Today I had the opportunity to listen to a newly bereaved person who needed a caring ear. And tonight, I was reflecting on how I was able to minister to this lady. I didn't try to help her understand "why". I didn't give her cliche's or answers. I didn't dismiss away her pain. I didn't try to solve anything. As a 'type A', not trying to solve is hard! I just listened. And offered kind words of affirmation. This is not something I have always known how to do. I've *learned* it since Max's death the same way I learn most things - the hard way! I've really analyzed who/what kind of comforter has given me the best comfort and the many unhelpful comments and ways. And it's the friend who VALIDATES what I'm feeling when I'm feeling it - no matter how crazy or irrational it is at the time that allows me to feel relief. Feelings are feelings, and on the road of grief, it doesn't help to hide them or feel shame because you have them. The freedom to express and be heard is the only way - the best way - to work through them.

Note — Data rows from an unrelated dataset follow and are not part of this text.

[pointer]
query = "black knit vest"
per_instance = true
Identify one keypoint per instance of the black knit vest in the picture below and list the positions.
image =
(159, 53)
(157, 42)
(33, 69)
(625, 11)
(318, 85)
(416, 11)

I was sharing all this with Todd tonight, and told him I felt like an expert in grief in some ways. He said he'd rather not have to know this side of grief, and I understand where he is coming from, I've been there - wouldn't it be great to go back to the innocence of not knowing the trauma of losing a child! Tonight, however, I was able to appreciate how the suffering I've been through since Max's death has changed me for the better.
I will *never* be grateful for what I've been through - the cost was far too great - but I can be grateful that God doesn't waste suffering in the life of a believer.
Romans 5:4 says that "we glory in our sufferings, because we know that suffering produces perseverance; perseverance, character; and character, hope." To me, that doesn't mean saying "gee God, thanks for the suffering", but it allows me to look at Max's death and say "Thank God some good can come of it". What would be the point of suffering if all it did was produce misery? Oh it certainly does that ... but it also shapes character. I think of a forest that has been scorched by wildfire, everything in sight burned to a crisp. And yet, new life flourishes from the ashes as time and healing take place. Yes.
I'm a better comforter. I'm a better listener. I have a deeper ability for compassion. Not because my son died - no, but because of the suffering I've been through because of that death. I'm grateful for the glimpse into this eternal mystery tonight.